We can see that when $T$ becomes larger and larger, the Fourier coefficients takes value on a function, more and more slowly with higher and higher “definition”. If you take, for example, $|n|\leq 100$ , then when $T$ is small, it samples the function $\frac{1}{T}\frac{\sin \pi s}{\pi s}$ on largher interval but more rough; When $T$ is large, the first 100 coefficients only give you information about the function $\frac{1}{T}\frac{\sin \pi s}{\pi s}$ on a small interval, but with greater detail. Also, when $T$ is big, the $\frac{1}{T}$ makes the Fourier coefficients small. Let’s get rid of the shrinking by scaling the function back by $T$ . Then we obtained a function $g(s)$ such that $T\widehat{f_T}(n) = g(\frac{n}{T})$ , in this case we know that $g(s) = \frac{\sin \pi s}{\pi s}$ .
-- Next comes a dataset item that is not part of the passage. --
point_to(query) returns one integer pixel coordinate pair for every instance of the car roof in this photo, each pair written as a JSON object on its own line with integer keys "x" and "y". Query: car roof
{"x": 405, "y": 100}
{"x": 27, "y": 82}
To get the function $g$ in a more intrinsic way, when $T$ is large, $\frac{n}{T}$ samples through the real line. Let $s = \frac{n}{T}$ so that $n = sT$ , then

g(s) = T\widehat{f}(Ts) = T\cdot \frac{1}{T}\int_{-\frac{T}{2}}^{\frac{T}{2}}f(t)e^{-\frac{2\pi}{T} i n t} dt = \int_{-\frac{T}{2}}^{\frac{T}{2}}f(t)e^{-2\pi i s t}dt.

(5)

When $T\to \infty$ , the left hand side gives a real function, and the right hand side is, by definition, the improper integral $\int_{-\infty}^{+\infty}f(t)e^{-2\pi i s t}dt$ .

The $g$ we get is the Fourier transform of $f$ . Of course, the argument needs some assumption to work but it gives us a motivation of Fourier transform.

Definition, inversion and first examples¶

Let $f$ be an $L^1$ function on $\mathbb{R}$ . The Fourier transform of $f$ is given by

\mathcal F f(s) = \int_{-\infty}^{+\infty} f(t)e^{-2\pi i t s} dt.

(6)

Note that to be $L^1$ or bounded support is too restrictive for a satisfactory theory of Fourier transforms, we just add this assumption for simplicity. The Fourier transform can be defined on much wider objects, as we shall see later.

The inversion integral¶

The Fourier coefficients can recover the function under certain regularity assumptions or growth conditions (they are the same). One expects same behavior for Fourier transforms. Suppose we know the Fourier transform of $f$ is $F(s)$ , can we recover $f$ ? For simplicity let’s assume $f$ is bounded support (we also call it time limited) so that we can obtain its periodization $f_T$ without convergence issues. Then we can try to get $f_T$ by Fourier series and then recover $f$ by letting $T\to \infty$ . Using Fourier series expansion on $f_T$ and equation $T\widehat{f_T}(n) = F(\frac{n}{T})$ we get

\begin{split} f_T(x) &= \sum_{n= -\infty}^{+\infty} \widehat{f_T}(n)e^{\frac{2\pi }{T}i nx}\\ & = \sum_{n = -\infty}^{+\infty} \frac{1}{T} F(\frac{n}{T})e^{2\pi i \frac{n}{T}x} \end{split}

(7)

This is an Riemann sum of, which goes to $\int_{-\infty}^{+\infty}F(s)e^{2\pi i x s} ds$ , when $T\to \infty$ , and the left hand side goes to $f(x)$ . The argument suggests that we can get $f$ back by taking integral

\int_{-\infty}^{+\infty}F(s)e^{2\pi i s x}.

(8)

This is the inverse Fourier transform. We need assumption to make this work, which we shall examine later.